Khepri looks great @dumbbell - I look forward to seeing how it develops :023:


Thank you very much!


Khepri 0.1.0 is now available on!


Cool! :star_struck:


@ciprian.craciun Ra was not specifically designed for WAN replication which is not to say it wouldn’t work but that isn’t its primary use case. All writes need to go through the leader for example but you can’t control where the leader runs, the Ra “cluster” will do that for you.

There are most likely better ways to do WAN replication for your use case.


All writes need to go through the leader for example but you can’t control where the leader runs, the Ra “cluster” will do that for you.
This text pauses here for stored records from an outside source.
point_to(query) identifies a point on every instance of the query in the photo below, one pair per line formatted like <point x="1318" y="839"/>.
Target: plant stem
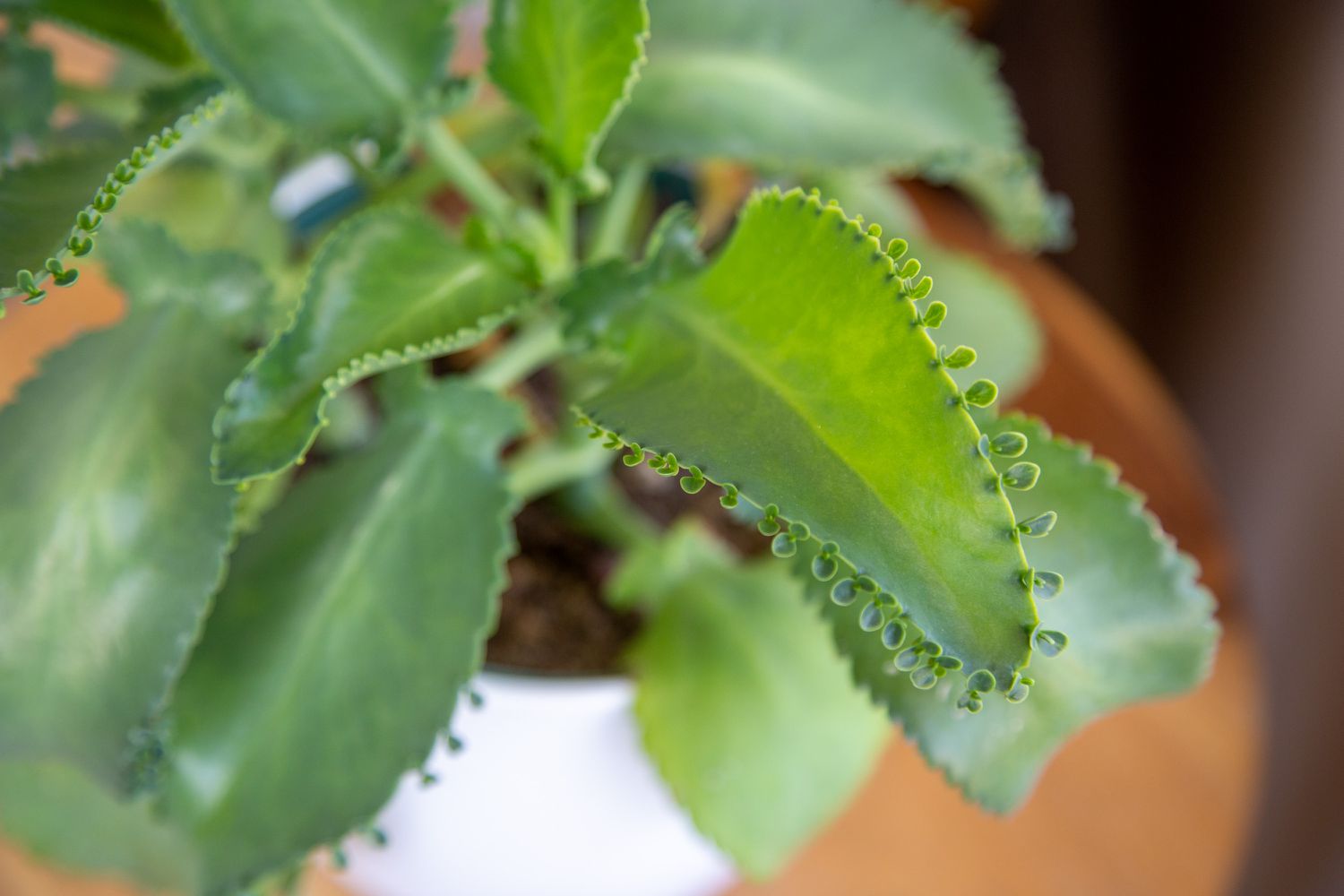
<point x="551" y="463"/>
<point x="461" y="168"/>
<point x="534" y="347"/>
<point x="613" y="228"/>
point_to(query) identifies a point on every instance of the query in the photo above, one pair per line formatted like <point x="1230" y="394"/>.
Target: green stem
<point x="613" y="226"/>
<point x="461" y="168"/>
<point x="532" y="349"/>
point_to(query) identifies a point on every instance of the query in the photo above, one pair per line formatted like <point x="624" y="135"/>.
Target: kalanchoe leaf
<point x="593" y="50"/>
<point x="389" y="288"/>
<point x="866" y="446"/>
<point x="745" y="708"/>
<point x="392" y="559"/>
<point x="774" y="82"/>
<point x="1140" y="627"/>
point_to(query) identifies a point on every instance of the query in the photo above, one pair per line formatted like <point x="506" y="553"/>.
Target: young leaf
<point x="570" y="64"/>
<point x="803" y="85"/>
<point x="389" y="288"/>
<point x="986" y="311"/>
<point x="134" y="24"/>
<point x="51" y="209"/>
<point x="746" y="710"/>
<point x="101" y="460"/>
<point x="62" y="817"/>
<point x="27" y="90"/>
<point x="1137" y="624"/>
<point x="336" y="67"/>
<point x="859" y="435"/>
<point x="344" y="632"/>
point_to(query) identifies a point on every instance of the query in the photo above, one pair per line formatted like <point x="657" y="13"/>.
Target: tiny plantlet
<point x="217" y="651"/>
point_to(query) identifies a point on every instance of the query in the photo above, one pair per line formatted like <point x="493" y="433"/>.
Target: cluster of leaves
<point x="211" y="664"/>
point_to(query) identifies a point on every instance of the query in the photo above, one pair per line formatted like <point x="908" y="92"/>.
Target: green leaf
<point x="27" y="90"/>
<point x="346" y="629"/>
<point x="112" y="533"/>
<point x="988" y="312"/>
<point x="64" y="818"/>
<point x="336" y="67"/>
<point x="389" y="288"/>
<point x="800" y="85"/>
<point x="570" y="64"/>
<point x="134" y="24"/>
<point x="795" y="370"/>
<point x="745" y="707"/>
<point x="1139" y="627"/>
<point x="51" y="209"/>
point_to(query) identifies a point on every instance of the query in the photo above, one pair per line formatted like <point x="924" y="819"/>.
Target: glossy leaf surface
<point x="570" y="64"/>
<point x="745" y="707"/>
<point x="800" y="85"/>
<point x="333" y="66"/>
<point x="857" y="435"/>
<point x="112" y="533"/>
<point x="338" y="646"/>
<point x="1139" y="627"/>
<point x="386" y="289"/>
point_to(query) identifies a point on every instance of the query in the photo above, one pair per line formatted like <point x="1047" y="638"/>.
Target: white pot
<point x="553" y="796"/>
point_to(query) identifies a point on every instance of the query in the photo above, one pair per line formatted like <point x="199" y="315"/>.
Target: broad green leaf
<point x="62" y="817"/>
<point x="336" y="67"/>
<point x="1139" y="626"/>
<point x="51" y="209"/>
<point x="745" y="707"/>
<point x="795" y="370"/>
<point x="801" y="85"/>
<point x="27" y="90"/>
<point x="346" y="629"/>
<point x="986" y="311"/>
<point x="112" y="533"/>
<point x="570" y="64"/>
<point x="136" y="24"/>
<point x="387" y="288"/>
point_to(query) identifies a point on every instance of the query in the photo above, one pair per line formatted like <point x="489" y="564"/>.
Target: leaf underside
<point x="104" y="461"/>
<point x="862" y="435"/>
<point x="570" y="64"/>
<point x="389" y="288"/>
<point x="338" y="646"/>
<point x="338" y="67"/>
<point x="1139" y="627"/>
<point x="863" y="83"/>
<point x="745" y="707"/>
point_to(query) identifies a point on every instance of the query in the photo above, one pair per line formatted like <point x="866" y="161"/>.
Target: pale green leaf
<point x="1139" y="627"/>
<point x="338" y="646"/>
<point x="42" y="202"/>
<point x="112" y="533"/>
<point x="570" y="64"/>
<point x="387" y="288"/>
<point x="745" y="707"/>
<point x="806" y="86"/>
<point x="986" y="311"/>
<point x="64" y="818"/>
<point x="336" y="67"/>
<point x="795" y="370"/>
<point x="136" y="24"/>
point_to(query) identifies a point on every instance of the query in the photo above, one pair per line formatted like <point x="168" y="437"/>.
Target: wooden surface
<point x="1155" y="799"/>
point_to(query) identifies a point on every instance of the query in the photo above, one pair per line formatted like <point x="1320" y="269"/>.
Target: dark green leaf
<point x="857" y="435"/>
<point x="746" y="710"/>
<point x="570" y="64"/>
<point x="389" y="288"/>
<point x="339" y="643"/>
<point x="1139" y="626"/>
<point x="112" y="533"/>
<point x="332" y="66"/>
<point x="806" y="86"/>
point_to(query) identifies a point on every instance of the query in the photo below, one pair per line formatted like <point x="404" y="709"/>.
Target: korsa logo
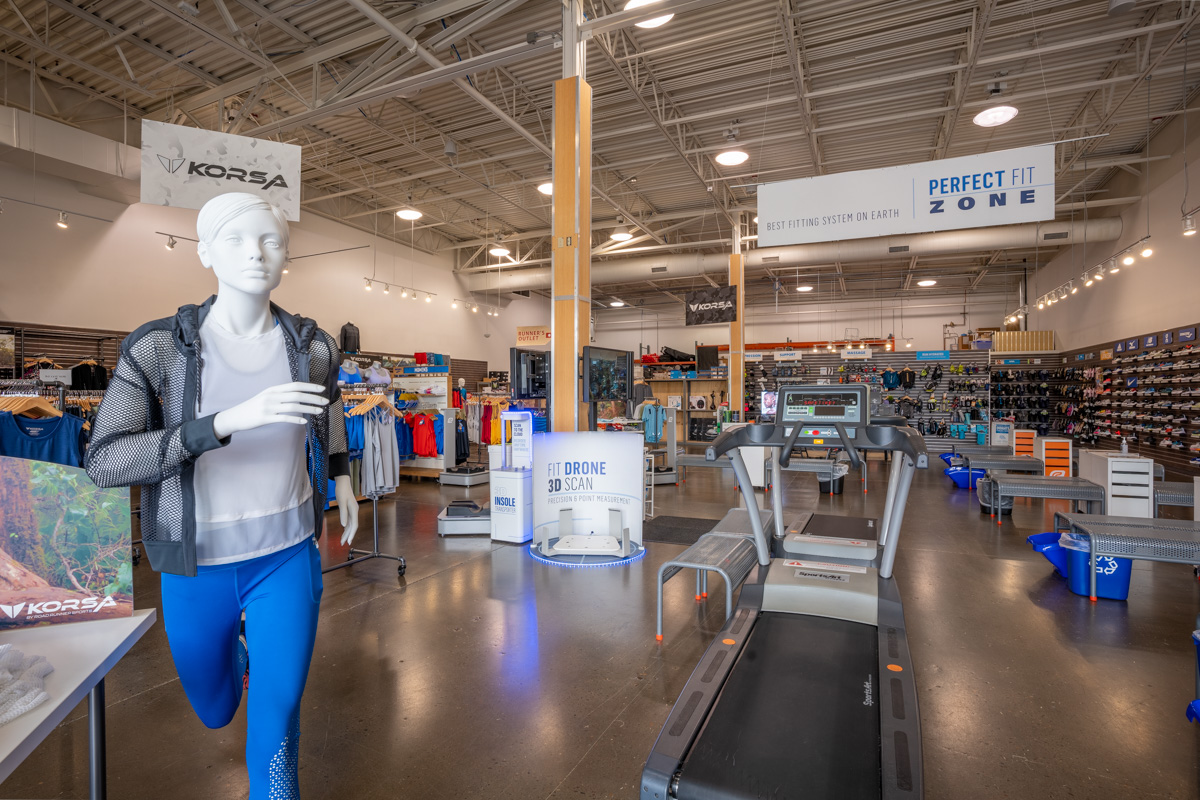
<point x="203" y="169"/>
<point x="91" y="605"/>
<point x="717" y="305"/>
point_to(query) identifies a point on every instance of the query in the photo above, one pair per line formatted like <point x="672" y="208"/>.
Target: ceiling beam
<point x="963" y="78"/>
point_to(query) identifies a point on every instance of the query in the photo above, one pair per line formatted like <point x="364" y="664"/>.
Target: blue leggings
<point x="281" y="595"/>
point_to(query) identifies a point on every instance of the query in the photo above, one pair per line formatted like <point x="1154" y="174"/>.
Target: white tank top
<point x="252" y="495"/>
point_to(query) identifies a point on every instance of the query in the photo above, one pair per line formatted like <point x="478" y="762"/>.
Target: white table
<point x="82" y="654"/>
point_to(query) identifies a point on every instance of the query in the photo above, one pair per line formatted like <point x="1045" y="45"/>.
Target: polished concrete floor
<point x="485" y="674"/>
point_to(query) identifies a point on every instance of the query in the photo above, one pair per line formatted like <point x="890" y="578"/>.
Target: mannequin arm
<point x="347" y="507"/>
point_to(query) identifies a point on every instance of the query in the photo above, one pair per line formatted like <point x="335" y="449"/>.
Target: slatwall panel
<point x="1175" y="462"/>
<point x="65" y="346"/>
<point x="473" y="372"/>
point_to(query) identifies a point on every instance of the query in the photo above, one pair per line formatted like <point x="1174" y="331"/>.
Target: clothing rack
<point x="357" y="555"/>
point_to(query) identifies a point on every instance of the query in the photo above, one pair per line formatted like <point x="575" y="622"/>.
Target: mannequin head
<point x="244" y="240"/>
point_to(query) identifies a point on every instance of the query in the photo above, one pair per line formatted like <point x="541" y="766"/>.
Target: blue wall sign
<point x="426" y="371"/>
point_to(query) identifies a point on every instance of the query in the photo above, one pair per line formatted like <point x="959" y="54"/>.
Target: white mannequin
<point x="247" y="256"/>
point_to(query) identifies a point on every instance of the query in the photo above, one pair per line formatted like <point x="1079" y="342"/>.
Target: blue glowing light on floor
<point x="587" y="561"/>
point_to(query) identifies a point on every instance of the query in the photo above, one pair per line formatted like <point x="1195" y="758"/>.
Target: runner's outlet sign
<point x="187" y="167"/>
<point x="712" y="306"/>
<point x="994" y="188"/>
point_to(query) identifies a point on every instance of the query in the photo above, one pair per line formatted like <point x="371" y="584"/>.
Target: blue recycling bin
<point x="1111" y="573"/>
<point x="1048" y="545"/>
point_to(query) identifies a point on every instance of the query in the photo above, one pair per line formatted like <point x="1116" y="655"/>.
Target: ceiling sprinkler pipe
<point x="655" y="268"/>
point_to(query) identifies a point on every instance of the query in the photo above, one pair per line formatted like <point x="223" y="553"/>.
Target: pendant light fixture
<point x="648" y="23"/>
<point x="733" y="155"/>
<point x="1000" y="113"/>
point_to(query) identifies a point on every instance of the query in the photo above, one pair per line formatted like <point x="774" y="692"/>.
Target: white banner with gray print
<point x="993" y="188"/>
<point x="187" y="167"/>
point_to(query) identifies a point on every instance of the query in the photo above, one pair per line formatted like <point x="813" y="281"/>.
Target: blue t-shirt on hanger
<point x="59" y="440"/>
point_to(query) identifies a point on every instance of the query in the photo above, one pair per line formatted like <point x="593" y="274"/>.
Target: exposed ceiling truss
<point x="447" y="106"/>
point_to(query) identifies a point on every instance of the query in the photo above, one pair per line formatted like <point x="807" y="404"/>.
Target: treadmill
<point x="808" y="690"/>
<point x="826" y="535"/>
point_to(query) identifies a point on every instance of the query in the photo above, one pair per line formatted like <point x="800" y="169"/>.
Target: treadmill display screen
<point x="822" y="404"/>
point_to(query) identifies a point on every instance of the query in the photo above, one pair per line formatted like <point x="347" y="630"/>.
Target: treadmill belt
<point x="798" y="716"/>
<point x="823" y="524"/>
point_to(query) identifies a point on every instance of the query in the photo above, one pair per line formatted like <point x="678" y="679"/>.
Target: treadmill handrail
<point x="785" y="457"/>
<point x="846" y="441"/>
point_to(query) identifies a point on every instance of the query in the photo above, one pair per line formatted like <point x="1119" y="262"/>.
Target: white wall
<point x="118" y="276"/>
<point x="917" y="318"/>
<point x="1153" y="294"/>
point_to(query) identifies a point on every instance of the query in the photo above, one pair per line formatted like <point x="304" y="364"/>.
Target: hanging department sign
<point x="712" y="306"/>
<point x="187" y="167"/>
<point x="993" y="188"/>
<point x="533" y="335"/>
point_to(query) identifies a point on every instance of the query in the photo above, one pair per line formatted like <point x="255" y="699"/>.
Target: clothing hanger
<point x="31" y="407"/>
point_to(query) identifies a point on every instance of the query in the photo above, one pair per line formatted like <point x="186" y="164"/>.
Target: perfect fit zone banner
<point x="189" y="167"/>
<point x="994" y="188"/>
<point x="588" y="473"/>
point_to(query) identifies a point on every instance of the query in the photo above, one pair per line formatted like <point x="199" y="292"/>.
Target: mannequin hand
<point x="347" y="507"/>
<point x="283" y="403"/>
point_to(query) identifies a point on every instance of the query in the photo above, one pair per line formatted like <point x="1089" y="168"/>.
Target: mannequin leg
<point x="281" y="601"/>
<point x="202" y="617"/>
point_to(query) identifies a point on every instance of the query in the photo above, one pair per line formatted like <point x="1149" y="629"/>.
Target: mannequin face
<point x="249" y="253"/>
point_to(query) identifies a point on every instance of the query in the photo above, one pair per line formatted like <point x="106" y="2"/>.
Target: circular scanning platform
<point x="579" y="561"/>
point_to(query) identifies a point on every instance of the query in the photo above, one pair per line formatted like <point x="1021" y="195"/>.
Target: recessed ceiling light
<point x="649" y="23"/>
<point x="996" y="115"/>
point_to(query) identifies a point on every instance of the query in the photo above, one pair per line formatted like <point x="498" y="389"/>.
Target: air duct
<point x="658" y="268"/>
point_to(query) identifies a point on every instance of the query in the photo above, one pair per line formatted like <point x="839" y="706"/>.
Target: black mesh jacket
<point x="147" y="432"/>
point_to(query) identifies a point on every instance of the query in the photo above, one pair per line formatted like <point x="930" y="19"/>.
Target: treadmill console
<point x="817" y="408"/>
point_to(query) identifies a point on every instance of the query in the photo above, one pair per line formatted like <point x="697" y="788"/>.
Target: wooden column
<point x="737" y="338"/>
<point x="571" y="254"/>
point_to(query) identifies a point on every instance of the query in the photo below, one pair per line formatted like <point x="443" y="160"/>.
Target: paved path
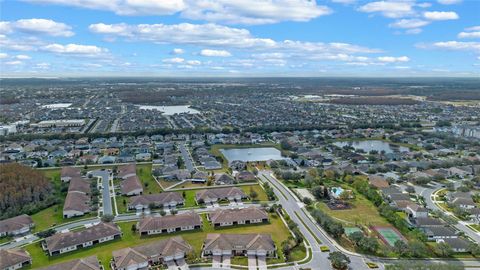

Indeed this situation is not optimal for my use-case, however the fact that reads are also serviced by the leader is a major issue in case of WAN deployments.

However, given that at some point reads could be serviced locally, I think that Khepri is still a good option at least for configuration or discovery.


Reads can be serviced locally but if you do a write then a local read you may not necessarily read your own write.


Great work, thank you! The pointer to Ra is also interesting to me.

This library looks excellent for distributing retained values in (MQTT) topic trees, I guess that is also one of the use cases in RabbitMQ.

Are you also using it for subscriptions?


Is Khepri suitable for embedded systems with unreliable power?
So can it handle a power loss at any time without losing data/integrity?


Ra will only confirm a command (e.g a write in khepri) after a majority of members have persisted and fsynced the command to disk. So as long as the filesystem /OS isn’t broken in how they implement fsync you should have very good data safety guarantees.


Many thanks for a really exciting library. The combination of ra for consensus and khepri for data / config is compelling.

This has inspired me to explore ra in some detail. Is there a way that the leader (or indeed follower) can be informed when a cluster ceases to be quorate (without issuing a read / write). We manage certain assets where having 2 instances is (considerably!) worse than having none and I was hoping ra leadership would provide that, but my (simple) experiments don’t show a notification if a follower dies (they do if the leader dies).


A Raft leader can’t distinguish between a follower having crashed vs just being slow so it doesn’t try.


Interesting, I was thinking the same regarding retained messages in MQTT.

Especially for topics receiving low-frequency publish frames only. (where it makes sense to ensure that every new subscriber gets the same retained message because that could be the last message for a long time).
For high-frequency topics, there’s less to no benefit. The problem, as often, is that you have to decide what use case you favour and implement :slight_smile:

If you run any Khepri experiments, I’d be interested in your results.